Thoughts on the High Plains

US 64 Going West

 

I have done a lot of blogs about the road to Raton. It is a lonely stretch of straight road shadows parts of the Santa Fe Trail. Wagon trains passed this way using the volcanic peaks as landmarks. I find it haunted not necessarily by ghosts of those who must have died between St. Joseph, Missouri and Santa Fe but haunted by the spirit of determination it took to load all their worldly goods and head into the unknown where few had passed, and even less had sent post cards to say they made it.

There is no rush hour on this highway across the short grass prairie. But traffic on this particular day in the midst of the pandemic felt less than normal. Colfax county residents are finding other ways to deal with official business than go to the county seat in Raton. Raton is not in the center of the county by a long shot. But because it was at one time when such decisions were made the biggest population center. That is rapidly being challenged with the demise of mining.
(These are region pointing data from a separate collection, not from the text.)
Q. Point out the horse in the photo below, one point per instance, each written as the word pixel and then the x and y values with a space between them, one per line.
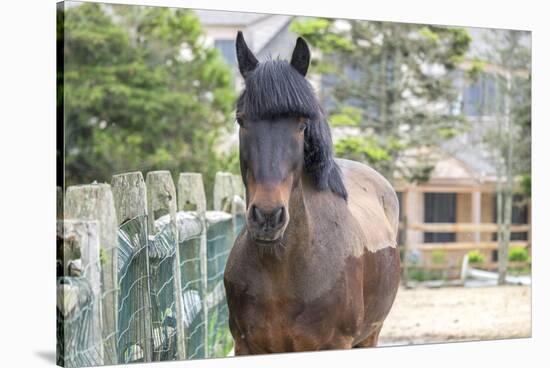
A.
pixel 316 265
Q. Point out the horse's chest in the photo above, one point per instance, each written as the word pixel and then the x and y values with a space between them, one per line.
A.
pixel 278 318
pixel 287 324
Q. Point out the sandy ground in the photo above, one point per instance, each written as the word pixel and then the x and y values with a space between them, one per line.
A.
pixel 424 315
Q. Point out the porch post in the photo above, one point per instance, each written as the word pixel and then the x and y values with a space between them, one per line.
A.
pixel 415 214
pixel 476 212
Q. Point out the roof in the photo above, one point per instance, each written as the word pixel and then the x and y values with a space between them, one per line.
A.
pixel 266 34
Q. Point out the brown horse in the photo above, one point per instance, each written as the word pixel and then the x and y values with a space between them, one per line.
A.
pixel 316 266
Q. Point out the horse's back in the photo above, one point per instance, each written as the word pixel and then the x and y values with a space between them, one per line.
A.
pixel 373 203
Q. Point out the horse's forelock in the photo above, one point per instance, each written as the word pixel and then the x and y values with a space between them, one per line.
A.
pixel 276 89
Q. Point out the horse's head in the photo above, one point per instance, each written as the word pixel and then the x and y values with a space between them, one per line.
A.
pixel 282 133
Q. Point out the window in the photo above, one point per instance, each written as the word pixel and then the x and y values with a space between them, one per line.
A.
pixel 519 215
pixel 439 207
pixel 227 49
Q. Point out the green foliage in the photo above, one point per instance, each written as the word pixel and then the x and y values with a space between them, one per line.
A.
pixel 438 256
pixel 362 149
pixel 518 254
pixel 141 92
pixel 526 184
pixel 475 257
pixel 381 69
pixel 420 274
pixel 476 69
pixel 346 116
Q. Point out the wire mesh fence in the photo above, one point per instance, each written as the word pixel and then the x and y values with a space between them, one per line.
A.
pixel 192 246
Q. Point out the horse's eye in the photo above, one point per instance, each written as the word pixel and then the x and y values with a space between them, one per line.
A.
pixel 302 126
pixel 239 117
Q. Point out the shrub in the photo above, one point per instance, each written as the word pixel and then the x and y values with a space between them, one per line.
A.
pixel 475 256
pixel 518 254
pixel 438 257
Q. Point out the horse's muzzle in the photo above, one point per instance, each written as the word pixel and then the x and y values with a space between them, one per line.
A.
pixel 266 225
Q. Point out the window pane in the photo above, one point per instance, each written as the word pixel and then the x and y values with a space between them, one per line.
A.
pixel 439 207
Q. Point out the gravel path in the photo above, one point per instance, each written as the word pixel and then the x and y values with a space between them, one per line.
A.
pixel 458 314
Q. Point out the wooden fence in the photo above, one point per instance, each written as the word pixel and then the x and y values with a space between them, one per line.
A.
pixel 140 268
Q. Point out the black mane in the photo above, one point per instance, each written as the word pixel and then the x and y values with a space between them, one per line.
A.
pixel 276 89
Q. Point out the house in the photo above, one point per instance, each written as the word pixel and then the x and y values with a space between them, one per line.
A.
pixel 454 212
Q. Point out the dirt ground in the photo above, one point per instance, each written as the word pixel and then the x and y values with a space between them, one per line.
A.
pixel 424 315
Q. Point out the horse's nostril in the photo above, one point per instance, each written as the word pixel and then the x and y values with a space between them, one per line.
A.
pixel 279 216
pixel 257 215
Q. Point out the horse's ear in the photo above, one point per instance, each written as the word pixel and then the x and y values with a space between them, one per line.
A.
pixel 246 59
pixel 300 56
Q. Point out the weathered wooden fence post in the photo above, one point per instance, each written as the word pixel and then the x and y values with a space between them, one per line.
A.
pixel 223 192
pixel 95 202
pixel 406 259
pixel 161 200
pixel 229 196
pixel 130 197
pixel 191 196
pixel 79 248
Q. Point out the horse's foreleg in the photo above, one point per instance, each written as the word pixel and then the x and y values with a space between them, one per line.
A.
pixel 370 341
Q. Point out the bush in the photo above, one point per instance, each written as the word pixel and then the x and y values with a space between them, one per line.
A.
pixel 518 254
pixel 438 257
pixel 475 256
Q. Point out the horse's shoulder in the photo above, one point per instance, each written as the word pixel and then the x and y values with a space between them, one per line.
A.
pixel 373 203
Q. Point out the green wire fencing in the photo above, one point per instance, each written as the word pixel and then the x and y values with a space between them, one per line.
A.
pixel 140 268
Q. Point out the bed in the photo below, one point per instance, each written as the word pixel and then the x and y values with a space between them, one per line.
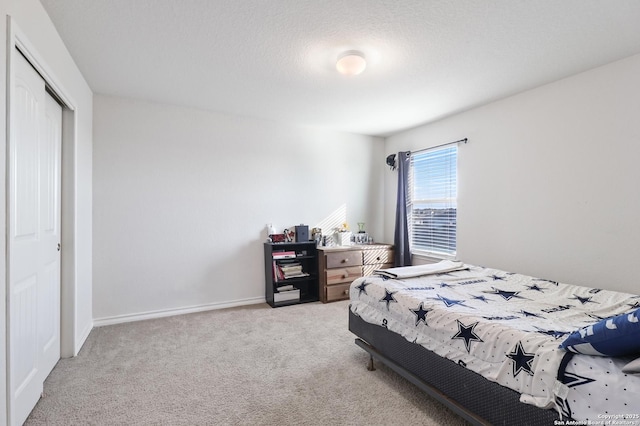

In the last couple of months calls for jury duty are up. And NM Health Department is holding more vaccine events there. Which is odd. It is probably the center of the anti-vaxxer population. 

In the Santa Fe Trail days the travelers grouped together and headed west in a train of wagons. With a guide or guides to lead them to the waterholes along the way. Today we have paved roads but seek to travel it solo. We bring our water with us. Where the port-a-potty is or lacking that a convenient clump of concealing bushes. But even that seems to unnecessary given the total lack of traffic. So empty the road was that even pulling off to take a photo seemed unnecessary.

The Pass With Care Sign at One of the Few Turns


Even the buffalo were not roaming. The Antelope seemed to be taking advantage of the open plains in search of the shrunken waterholes.


Antelope grazing on the exposed Shackleford lake bottom


Drought is a more eminent danger out here in the open air. No surfaces to sanitize. Currently the CDC does not believe that is needed anywhere but nice for those pit stops with surfaces. I had to wonder what those pioneers on the Santa Fe trail would have found before the era of stock ponds and earthen dams erected for preservation of the water in the playa ponds. On our photographic trip it was the towns we skirted. The few open restaurants were seen as the most dangerous. We pulled over at what used to be a way station for the ore trains to and from the Dawson mines and ate the food we had brought with us.



We were able to talk as we ate, and watched the hopeful clouds in the distance. Rain may have not touched the ground but obviously some moisture was being added to the atmosphere. Upping the chance of spring rains to recharge the playa ponds after a dry winter on the high plains.